In October 2018, Bloomberg published an investigation of Supermicro, alleging that the company embedded additional chips in its products that sent information to China. Amazon and Apple, both cited as victims, denied the report, but Bloomberg did not retract it. They're back with another report claiming even more extensive infiltration. This one takes pains to explain why some of the participants might have denied it:

Without a fix on China’s ultimate purpose, U.S. leaders decided in 2013 to keep the discovery secret and let the attack run, according to three officials who were informed of the plan. , then-director of the National Security Agency, played a central role in the decision, the officials said. The Pentagon devised undetectable countermeasures to protect its networks, two of them said.

One thing this story illustrates is that "trusting experts" is not a complete solution, because a) you need expertise to evaluate experts, unless you catch them lying, and b) even if you do catch them lying, in matters of national security they might be required to lie. So the story remains ambiguous; Bloomberg is once again staking its reputation on these claims being true, and given how many people they've spoken to, it's hard to imagine the story being entirely fabricated. On the other hand, they're still getting on-the-record denials from Supermicro, the NSA, and others. The preponderance of evidence suggests that Bloomberg is reporting on an investigation that was in progress until approximately the moment they published the story.
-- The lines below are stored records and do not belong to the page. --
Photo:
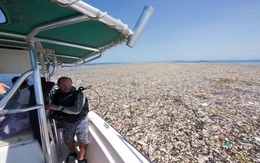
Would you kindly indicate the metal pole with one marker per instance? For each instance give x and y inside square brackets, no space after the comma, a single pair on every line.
[141,23]
[39,100]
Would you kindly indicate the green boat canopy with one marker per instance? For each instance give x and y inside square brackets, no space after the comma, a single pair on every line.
[72,30]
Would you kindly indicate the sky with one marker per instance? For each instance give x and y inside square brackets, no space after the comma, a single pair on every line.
[188,30]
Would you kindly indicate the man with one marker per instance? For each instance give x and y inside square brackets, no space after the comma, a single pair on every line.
[74,108]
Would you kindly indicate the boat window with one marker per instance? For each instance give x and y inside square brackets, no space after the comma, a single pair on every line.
[2,17]
[7,79]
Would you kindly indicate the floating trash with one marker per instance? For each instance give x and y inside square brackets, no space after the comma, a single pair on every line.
[179,112]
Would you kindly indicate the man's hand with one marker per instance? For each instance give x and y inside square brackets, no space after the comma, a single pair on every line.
[2,88]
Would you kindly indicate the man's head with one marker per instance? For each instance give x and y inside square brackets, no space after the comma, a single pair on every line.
[65,84]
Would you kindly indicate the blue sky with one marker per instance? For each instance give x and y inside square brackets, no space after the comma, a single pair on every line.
[188,30]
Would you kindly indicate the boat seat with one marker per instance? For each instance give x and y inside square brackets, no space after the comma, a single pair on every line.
[22,137]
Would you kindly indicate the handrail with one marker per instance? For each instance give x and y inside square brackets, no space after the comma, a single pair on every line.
[20,110]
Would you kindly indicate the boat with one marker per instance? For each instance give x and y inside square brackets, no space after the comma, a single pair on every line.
[37,37]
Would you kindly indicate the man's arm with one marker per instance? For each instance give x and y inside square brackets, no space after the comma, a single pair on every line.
[75,109]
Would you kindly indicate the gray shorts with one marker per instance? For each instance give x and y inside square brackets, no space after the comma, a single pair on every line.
[79,128]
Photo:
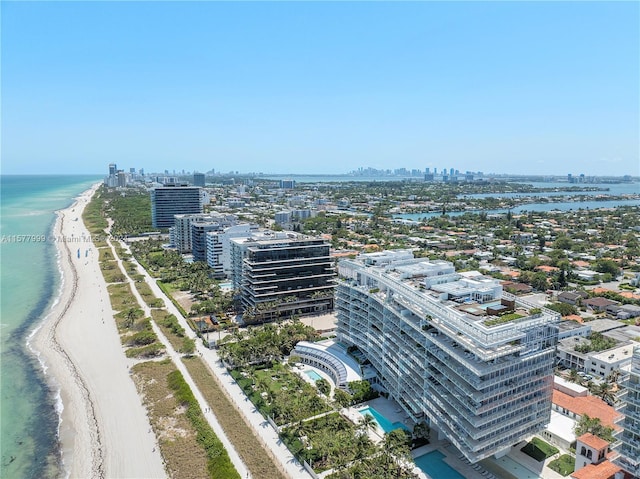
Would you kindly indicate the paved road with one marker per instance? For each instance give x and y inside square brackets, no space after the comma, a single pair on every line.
[261,427]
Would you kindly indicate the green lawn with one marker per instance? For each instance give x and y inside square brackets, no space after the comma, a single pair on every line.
[563,465]
[539,450]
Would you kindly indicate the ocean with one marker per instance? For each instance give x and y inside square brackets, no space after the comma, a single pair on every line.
[29,286]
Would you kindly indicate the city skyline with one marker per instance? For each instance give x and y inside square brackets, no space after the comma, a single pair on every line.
[321,88]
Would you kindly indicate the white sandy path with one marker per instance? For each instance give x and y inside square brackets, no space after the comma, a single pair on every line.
[261,427]
[104,429]
[177,361]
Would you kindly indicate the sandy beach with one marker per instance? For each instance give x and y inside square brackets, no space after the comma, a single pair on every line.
[104,430]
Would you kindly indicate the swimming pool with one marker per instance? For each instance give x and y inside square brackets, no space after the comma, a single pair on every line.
[433,465]
[383,422]
[314,376]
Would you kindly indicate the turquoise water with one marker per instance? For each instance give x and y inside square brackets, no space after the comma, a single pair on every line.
[433,465]
[29,281]
[313,375]
[386,425]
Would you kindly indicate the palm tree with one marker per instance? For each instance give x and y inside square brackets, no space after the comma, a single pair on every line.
[367,423]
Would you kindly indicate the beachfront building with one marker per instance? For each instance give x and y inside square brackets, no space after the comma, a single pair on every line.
[628,439]
[451,348]
[219,247]
[182,233]
[168,201]
[281,274]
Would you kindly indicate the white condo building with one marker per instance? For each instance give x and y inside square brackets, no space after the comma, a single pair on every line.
[451,348]
[628,439]
[219,247]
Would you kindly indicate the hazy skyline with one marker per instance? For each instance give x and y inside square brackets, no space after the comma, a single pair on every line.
[305,87]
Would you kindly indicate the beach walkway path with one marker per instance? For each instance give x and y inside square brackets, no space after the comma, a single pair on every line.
[261,427]
[176,359]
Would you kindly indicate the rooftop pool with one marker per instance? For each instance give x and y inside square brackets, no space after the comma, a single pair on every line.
[433,465]
[384,424]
The Value of Safety: A Natural Experiment

Tyler Cowen points out that Delta's empty-middle-seat policy is a way to measure how much people care about Covid-19 safety, and indicates that—at least among people willing to fly—money and convenience trump disease risk. These people might be wrong, of course, but it's a good benchmark for the tradeoffs involved in pandemic prevention measures.


  1. Back when Warren Buffett was making wry jokes about shooting down the Wright Brothers at Kitty Hawk, legacy carriers bore the brunt of this competition. But now, the legacy carrier business is a more complex one involving well-designed networks and loyalty programs worth over 100% of the value of the entire airline. They still deal with low-cost carriers—"Basic Economy" was a response to people who sort by price when shopping for flights—but their core economics are different now.